Une première remarque s’impose, elle est importante. Les notions fournies par la Sagesse cabalistique sont identiques à celles que la théologie chrétienne nous enseigne. La sphère divine se subdivise en Couronne da la Couronne, en Sagesse de la Couronne, en Intelligence de la Couronne, absolument comme les théologiens diront le Père est dans le Fils et le Saint Esprit, le Saint Esprit dans le Père et le Fils, et le Fils dans le Père et le Saint Esprit, par circumincession. La science a, depuis Blanc de Saint-Bonnet, reconnu ces mêmes principes.

Engendrée par l’Unité des trois premières Séphiroths, la seconde triade séphirothique se compose de la Grâce (Hesed) et de la Force (Gheboura) qui s’unissent dans la Beauté (Tipheret), dont le cœur est le symbole. Si la première triade constituait le monde intelligible, cette seconde triade constitue le monde moral ou du sentiment.

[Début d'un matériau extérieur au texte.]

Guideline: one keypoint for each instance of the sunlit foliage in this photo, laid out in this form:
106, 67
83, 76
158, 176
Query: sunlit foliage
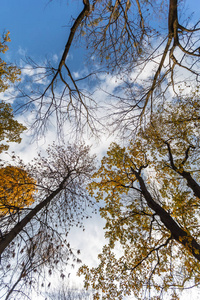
8, 73
16, 189
10, 129
151, 200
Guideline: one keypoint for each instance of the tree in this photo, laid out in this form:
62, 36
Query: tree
126, 42
10, 129
151, 196
8, 73
34, 239
16, 189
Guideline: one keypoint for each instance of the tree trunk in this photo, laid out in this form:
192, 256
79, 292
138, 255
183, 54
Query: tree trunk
177, 232
9, 237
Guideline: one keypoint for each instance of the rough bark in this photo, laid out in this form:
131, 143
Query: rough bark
176, 231
9, 237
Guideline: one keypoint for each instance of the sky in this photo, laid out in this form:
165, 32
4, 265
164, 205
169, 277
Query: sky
39, 29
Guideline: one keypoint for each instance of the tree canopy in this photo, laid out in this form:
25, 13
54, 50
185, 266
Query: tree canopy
10, 129
16, 188
151, 196
149, 189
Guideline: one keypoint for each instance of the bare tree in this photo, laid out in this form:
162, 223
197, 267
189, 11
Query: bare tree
127, 42
34, 238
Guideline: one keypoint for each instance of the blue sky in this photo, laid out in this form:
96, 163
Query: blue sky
39, 29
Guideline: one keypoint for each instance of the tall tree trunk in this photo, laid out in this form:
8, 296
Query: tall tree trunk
9, 237
177, 232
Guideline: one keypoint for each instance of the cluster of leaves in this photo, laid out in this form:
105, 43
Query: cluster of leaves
17, 189
148, 188
10, 129
34, 239
8, 73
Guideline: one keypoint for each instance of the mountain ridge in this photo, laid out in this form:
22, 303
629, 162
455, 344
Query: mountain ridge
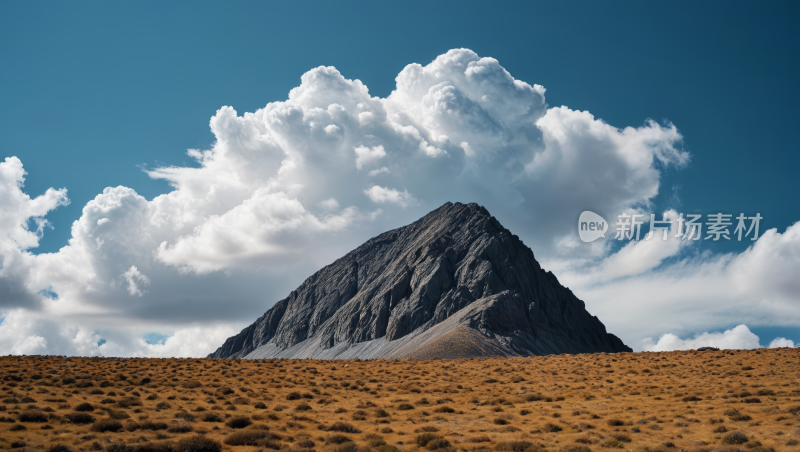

La Gloire (Hod), le Triomphe (Neçah) et le Fondement (Jesod), symbolisé par les parties nobles, composent la troisième triade, le monde physique. Dieu considéré dans ce monde est celui que les Anciens appelaient le Dieu Pan. Que le lecteur d’orthodoxie craintive ne s’effarouche pas. J’appuierai cette opinion de l’autorité incontestable de Corneille a Lapide : Deus est Tô Pân, physice, dit-il, quia ipse est natura naturans naturarum omnium, (in Eccl. XLIII, v. 29).

Enfin, la dixième Séphira ou le Règne (Malchut) termine la septaine séphirotique dont la réunion forme la Connaissance. Suivant notre principe de Concordance entre les doctrines cabalistiques et les dogmes chrétiens, disons de suite que les sept séphiroths inférieures symbolisent les sept sacrements de l’Église catholique 10.

Ceux qui ont déjà quelque peu réfléchi sur la Cabale se sont aperçus que ces rapides considérations étaient établies seulement d’après le Zohar, c’est-à-dire d’après la partie doctrinaire nommée Mercabah ou Char. La révélation des mystères de la Cabale, en cette classe, est établie sur la vision d’Ézéchiel ; elle est la partie métaphysique de la Cabale, comme le Bereschit la physique. Si l’occasion de cet article est la publication du Zohar, le point de vue que j’ai choisi est, en quelque sorte, la réfutation des calomnies adressées à la Science traditionnelle ; je ne puis songer à exposer ici, même succinctement, toute une dogmatique dont l’étude dévora la vie d’un Plantavitius.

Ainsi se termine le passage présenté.